What's not known yet is whether buyout of the B&A to MassDOT ownership is going to be the terms of engagement for moving forward on all this ^^^other mostly cut-and-dried^^^ stuff. Or whether CSX ups the ante and makes MassDOT have to take ownership of everything to the state line to zero out all of CSX's non-yard property taxes in the state. That all depends on whether E. Hunter Harrison sees some stock price-related haste for making a fire sale to trackage rights. But counterintuitively, EHH's pump-and-dump scheme may actually make the property price tag a little cheaper for MassDOT because CSX Corporate could see haste in making the best deal they can SOON rather than sitting on it patiently for years extra looking for an overpay. Keep in mind, though, that because of all those cookie-cutter freight indemnifications described above once they come to broad agreement on price range the transaction itself is not going to be all that complicated to pull off or be used as a wedge to take more hostages. They've already made several of those deals cleanly before, including over Worcester-Framingham.

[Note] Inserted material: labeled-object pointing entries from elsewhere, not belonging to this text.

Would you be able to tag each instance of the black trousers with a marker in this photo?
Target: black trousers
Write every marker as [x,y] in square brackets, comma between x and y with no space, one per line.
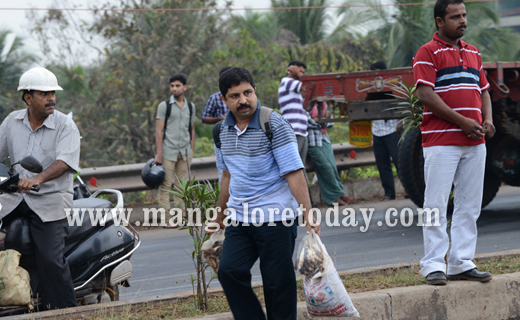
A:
[384,148]
[48,269]
[274,245]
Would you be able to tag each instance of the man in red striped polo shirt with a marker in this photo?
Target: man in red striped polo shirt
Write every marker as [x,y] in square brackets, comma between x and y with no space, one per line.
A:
[452,86]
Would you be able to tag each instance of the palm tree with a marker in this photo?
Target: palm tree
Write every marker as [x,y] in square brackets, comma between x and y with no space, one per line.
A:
[402,30]
[310,25]
[262,26]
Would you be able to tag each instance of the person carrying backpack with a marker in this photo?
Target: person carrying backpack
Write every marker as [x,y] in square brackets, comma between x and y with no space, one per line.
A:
[174,137]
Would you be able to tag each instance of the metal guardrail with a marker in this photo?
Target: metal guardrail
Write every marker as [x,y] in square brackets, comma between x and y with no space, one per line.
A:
[127,178]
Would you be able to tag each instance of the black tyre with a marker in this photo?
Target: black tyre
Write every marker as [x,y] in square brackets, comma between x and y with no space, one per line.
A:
[411,172]
[411,166]
[113,292]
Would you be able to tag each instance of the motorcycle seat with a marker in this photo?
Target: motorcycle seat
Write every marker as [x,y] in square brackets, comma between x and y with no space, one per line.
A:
[78,231]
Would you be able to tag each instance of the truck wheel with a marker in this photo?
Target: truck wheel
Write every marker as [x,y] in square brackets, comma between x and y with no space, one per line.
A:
[411,166]
[491,185]
[113,292]
[411,160]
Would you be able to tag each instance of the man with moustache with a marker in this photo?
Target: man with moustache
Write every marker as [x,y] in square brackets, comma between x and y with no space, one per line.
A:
[174,136]
[263,175]
[452,86]
[53,139]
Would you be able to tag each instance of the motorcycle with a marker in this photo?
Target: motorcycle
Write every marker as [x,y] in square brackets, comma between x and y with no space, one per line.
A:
[98,255]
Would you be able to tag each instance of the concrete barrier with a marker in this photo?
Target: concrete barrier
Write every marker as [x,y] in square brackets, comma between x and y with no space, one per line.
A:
[459,300]
[127,178]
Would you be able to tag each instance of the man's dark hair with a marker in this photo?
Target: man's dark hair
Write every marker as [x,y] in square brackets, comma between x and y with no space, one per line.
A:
[439,10]
[31,92]
[179,77]
[223,70]
[233,77]
[380,65]
[297,63]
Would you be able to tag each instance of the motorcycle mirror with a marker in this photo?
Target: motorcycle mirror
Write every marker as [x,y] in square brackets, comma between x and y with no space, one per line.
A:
[30,163]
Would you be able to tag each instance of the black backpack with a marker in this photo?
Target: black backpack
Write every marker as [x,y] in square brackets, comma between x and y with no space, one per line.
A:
[169,112]
[265,124]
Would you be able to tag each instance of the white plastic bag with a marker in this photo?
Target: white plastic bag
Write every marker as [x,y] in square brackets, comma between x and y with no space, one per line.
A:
[15,288]
[325,293]
[309,259]
[212,249]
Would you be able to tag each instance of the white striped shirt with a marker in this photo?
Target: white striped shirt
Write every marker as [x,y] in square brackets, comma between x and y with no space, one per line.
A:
[291,105]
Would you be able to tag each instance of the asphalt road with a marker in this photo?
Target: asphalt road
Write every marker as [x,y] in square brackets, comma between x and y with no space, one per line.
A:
[163,262]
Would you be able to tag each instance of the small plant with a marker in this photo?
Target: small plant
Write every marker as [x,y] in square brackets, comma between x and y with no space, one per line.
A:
[197,199]
[409,106]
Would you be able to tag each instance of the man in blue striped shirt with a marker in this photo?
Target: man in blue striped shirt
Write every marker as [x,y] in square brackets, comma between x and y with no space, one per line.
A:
[215,111]
[263,183]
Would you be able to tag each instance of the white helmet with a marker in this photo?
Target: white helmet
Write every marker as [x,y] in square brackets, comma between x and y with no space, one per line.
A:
[39,79]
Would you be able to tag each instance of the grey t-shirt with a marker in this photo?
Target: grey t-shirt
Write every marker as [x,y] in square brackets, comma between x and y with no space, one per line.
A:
[177,135]
[56,139]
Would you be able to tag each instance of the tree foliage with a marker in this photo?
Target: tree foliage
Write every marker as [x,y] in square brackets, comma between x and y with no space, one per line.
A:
[116,103]
[310,25]
[402,30]
[13,63]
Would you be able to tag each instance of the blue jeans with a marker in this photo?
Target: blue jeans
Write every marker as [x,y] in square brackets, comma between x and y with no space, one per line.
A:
[274,245]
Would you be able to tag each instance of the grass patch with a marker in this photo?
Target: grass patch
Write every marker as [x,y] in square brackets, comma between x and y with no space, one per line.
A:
[370,281]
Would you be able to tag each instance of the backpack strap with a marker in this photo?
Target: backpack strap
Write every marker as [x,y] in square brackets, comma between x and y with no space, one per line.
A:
[265,122]
[191,107]
[168,113]
[216,133]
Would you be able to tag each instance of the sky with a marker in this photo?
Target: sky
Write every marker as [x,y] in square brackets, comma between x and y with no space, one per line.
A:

And obviously there'll be some "Pimp My Yard" quid pro quo exchanged. But those pieces are also pretty cut-and-dried: MassHighway truck access & clearance improvements to West Springfield, and more investment in capacity/business at their shortline interchanges (NECR, Mass Central, & Pioneer Valley this time around). Maybe lathering on some other miscellany like offloading more territory on Mass Coastal while everyone's in the mood to make a deal...but the high-ROI items are all pretty well understood because they've been talking about them for over a decade and CSX wants to see some action on closing out these remainders before Norfolk Southern opens its double-stack lane on the Patriot Corridor.

But there's only so few things they'd be willing to fight over, much less walk away from negotiations over. They've already gotten 90% of their dream New England intermodal lane and ability to pare ops costs gifted to them from the state from all the previous deals. Follow-through on the final 10% of closeout items that have any tangible value to their profit center just isn't enough to wage war over. It matters that they get another follow-through push on streamlining IM ops and growing the interchanges before NS becomes a bigger player in New England, and the new cowboy in charge at Corporate may be in a much bigger hurry than the previous regime at dumping property for dumping property's sake. So while you could very well have some friction over CP 45 dispatch hand-offs at Worcester Union for the extra traffic or other such tough individualized nuts that need compromise or concessions...it's nothing that'll blow up the whole works. CSX has one eye peeled on what plans NS has for New England once they pay Pan Am to go away on the Pat Corridor, and CSX needs to fortify its own flank by getting these remainders flushed into action before NS gets the chance to start making its big push. They're well-incentivized to work for a deal, and not let a deal fall apart over something small and/or stupid.